When you do genealogical research, let’s be honest, you’re hoping to find a murderer or two in your lineage. Or, anyone who lived an extraordinary life whether it were famous or infamous. Otherwise, one ancestor tends to meld into another and, well, ho hum. As a writer, I’m always on the lookout for the interesting, the odd, the distinguishing. And I’ve recently found one.
Bessie Carroll was born in the summer of 1908, Toronto. She was four years younger than her sister Minnie. Bessie and Minnie’s mother died of septicaemia when Bessie was just eight years old leaving their father, Frank (early coach of the pre-Maple Leafs hockey team, Toronto Blue Shirts), a widower with two young girls to raise. He married again a couple years later and three more children joined the family.
Bessie was the second wife of my father’s biological father, Frank MacDonald. Years before Frank and Bessie met, Bessie had been incarcerated for manslaughter. She was sixteen. But that’s not even the most interesting part. I went down a rabbit hole of research about the legal incarceration of girls and women in Ontario for offences like hanging around outside. Or, dressing like a man. Or, and this is real, “chronic intemperance”.
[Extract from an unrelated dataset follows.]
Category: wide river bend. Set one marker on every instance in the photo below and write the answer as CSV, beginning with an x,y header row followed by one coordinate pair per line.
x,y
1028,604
I learned all about industrial jail farms for incorrigible women and the parents who sent their young girls there to straighten them out. Perhaps knowing or not that abuses abounded. Physical and sexual assault. Medical experimentation. Food deprivation. Not to mention good old fashioned emotional neglect. This was a time in our history when women of any age could be incarcerated on the whims of parents, spouses, and the courts. This was also a time when the eugenics movement thrived. Poverty, low morals, and just being female were all good reasons to consider and perform involuntary sterilizations.
One newspaper article about Bessie led me to another and another. Soon, I was onto books and articles and archives. I’m a dog with a bone when it comes to research. I now have so many women’s stories to write about, not just in my own family but possibly also in yours.
Do you do genealogical research? Found any interesting stories that reflect the times in which your ancestor lived? Let me know! And stay tuned for more of Bessie’s story.
Oh, yes the skeletons are there!
My sister is the Ancestory.com expert but we have a relative who, when she was 16, was transported from England to Australia for the crime of stealing a handkerchief from the laundry she was doing. Sent alone.across the world to be in servitude for 25 years. We traced when she was pardoned and that she finally married and had children, and so, we hope she had a bit of happiness in her life as well.
Love your idea of following these stories of real people, from the past. I am so done with today's celebrity hype!